In the beginning of financing a new business venture, the excitement fuels a desire to make what you’ve built into a stunning success. But unfortunately, you can find yourself in a situation where your small businesses is in financial trouble. And figuring out how to get out of this mess--as well as how you got in it--can leave you wondering where to even begin.
If you’re not seeing the money you need, try looking into these common areas to find out how to get your company back on the road to stability and success again.
Compare Budget to Actual Expenditures
Your business budget is your financial roadmap. (Hopefully you have one!) This is a good time to get it out and compare it to the actual expenditures recorded in your accounting software and see if there’s a cash leak somewhere.
It’s possible that expense accounts are getting out of hand, money is being spent in ways that you weren’t aware of, or your costs have simply gone up dramatically for a variety of reasons. Whatever the cause is, once you identify the problem you can truly start addressing it.

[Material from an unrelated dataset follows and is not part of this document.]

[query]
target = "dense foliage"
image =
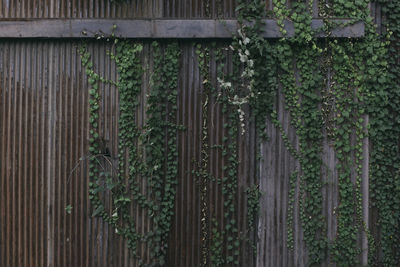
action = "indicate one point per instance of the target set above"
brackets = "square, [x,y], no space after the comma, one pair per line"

Get a clear picture of how your debt is structured. It might be possible to spread short-term debt over a longer time period to lower your payments, or convert short-term debt into long-term debt to increase cash on hand.
Working with a debt restructuring company is a much more proactive option for dealing with cash flow problems than simply not paying creditors and hiding from collection agencies.
Talk to Your Banker
Your banker should be the first person to turn to in times of financial crisis. They have the experience and knowledge to give you the best advice for your individual situation.
When it comes to money problems, as with other types of issues, don’t put off talking about it. It might be uncomfortable, but being proactive and speaking up about problems in the early stages while they’re still small means that they will be simpler and easier to solve. Whatever you do, don’t wait until the issue has progressed and gained complexity.
One option your banker might suggest is a Small Business Administration guaranteed loan, which the SBA partially backs, or other possible financial assistance available for small businesses. These grants and loans can help you in the event of a temporary cash dip and set your company back on track.
Check Your Insurance
Get out the insurance policies you have on your business and see if there is anywhere you feel comfortable raising your deductible and lowering your premiums. While changing insurance terms can easily increase your cash flow, having at least adequate insurance is still a priority so that in the event of a catastrophe, you won’t find yourself in an even bigger financial mess if the payments won’t cover your losses.
If some items that you’re insuring aren’t critical, consider cancelling the insurance on them at least temporarily.
Working your way through a financial struggle is tough, but many small business owners have done it before and come out successfully on the other side. By taking these steps, you’ll start your business back on the path to profitability and keep your entrepreneurial spirit alive.